La verità è che nessuno può imporre un’identità ad un luogo. Essa nasce si consolida e si evolve in maniera spontanea. L’abilità degli urbanisti non è dunque quella di individuare un area dismessa e decidere quale identità donarle. Mica è il Monopoli, gente. Bisogna capire la direzione, la traiettoria dell’identità che si sta evolvendo ed aiutarne l’evoluzione, secondo il suo verso, nel migliore dei modi.

Il complesso edilizio napoletano rappresenta solo una costosa operazione immobiliare che le politiche pubbliche avevano permesso. Dopo una ventata d’entusiasmo iniziale, l’isola che era stata creata, in un mare con cui non aveva nulla da condividere, rimase distaccata dal tessuto lavorativo e sociale. Oggi al posto delle quotazioni immobiliari da capogiro che si erano prospettate, si è virato sui meno entusiasmanti valori di una buona periferia. Processo identitario innescato non pervenuto alla gente del luogo, che frequenta il posto, come tutti i cittadini, solo per andare in tribunale o svolgere servizi burocratici. Trattasi dunque di centro d’affari. Più o meno.

Le grandi imprese e le società hanno dopo i primi anni lasciato il luogo, che ha anche la caratteristica di essere poco raggiungibile per tornare nel vivo dei quartieri cittadini. Non si impone un’identità. Essa cresce, si evolve e storicizza con il vivere dei propri abitanti. Un accorta politica urbanistica dovrebbe saper leggere il segno costante nel tempo e su quello fare perno per migliorare i luoghi. Non s’impone un’identità, si aiuta quella che c’è nella propria evoluzione. Errare humanum est, perseverare autem diabolicum, dicevano gli antichi. Impossibile dar loro torto.
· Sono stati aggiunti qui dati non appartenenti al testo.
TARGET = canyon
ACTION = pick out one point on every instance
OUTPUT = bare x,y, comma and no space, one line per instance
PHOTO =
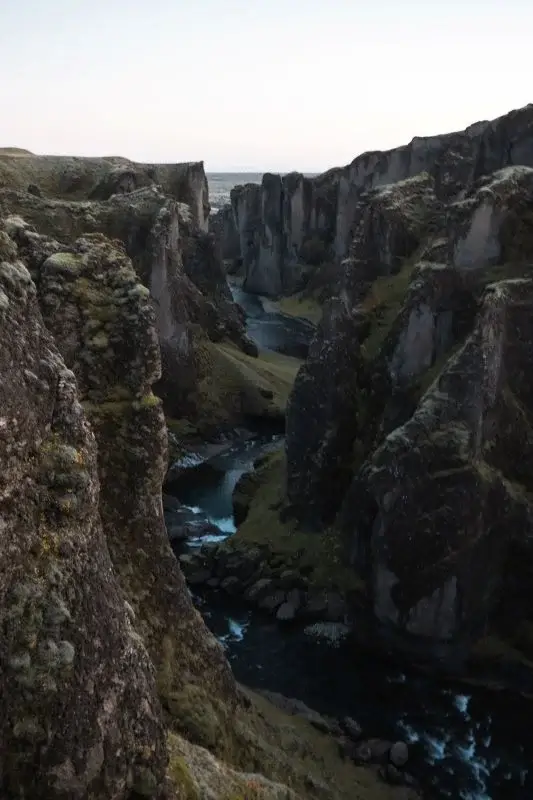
111,685
389,500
Bisogna evitare di ricommettere gli stessi errori. Aree dismesse ce ne sono in ogni città e quindi la famosa strada per l’inferno è ancora lastricata d’oro. Il dibattito è aperto ed in fondo Dorian Gray non aveva torto: purché se ne parli. Significa che la forza dei processi trasformativi in atto nelle città è talmente potente da non poter essere ignorata, e che, se aiutata a seguire il proprio verso evolutivo, porterà sicuramente a qualcosa di buono che arricchirà ancora un po’ l’identità storica della città. Senza imposizioni che la sconvolgano o la privino della sua caratteristica prima l’identità sarà sempre e solo il complesso dei dati personali caratteristici e fondamentali che consentono l’individuazione di un popolo, di una città. I dotti, cultori e sapienti fautori fino ad oggi della pianificazione sociale, potranno anche sentirsi come il bimbo cui la maestra buca il palloncino, ma tant’è. Il miglior risultato sul territorio si ottiene aiutando la traccia evolutiva che il suo popolo nella sua evoluzione quotidiana segna.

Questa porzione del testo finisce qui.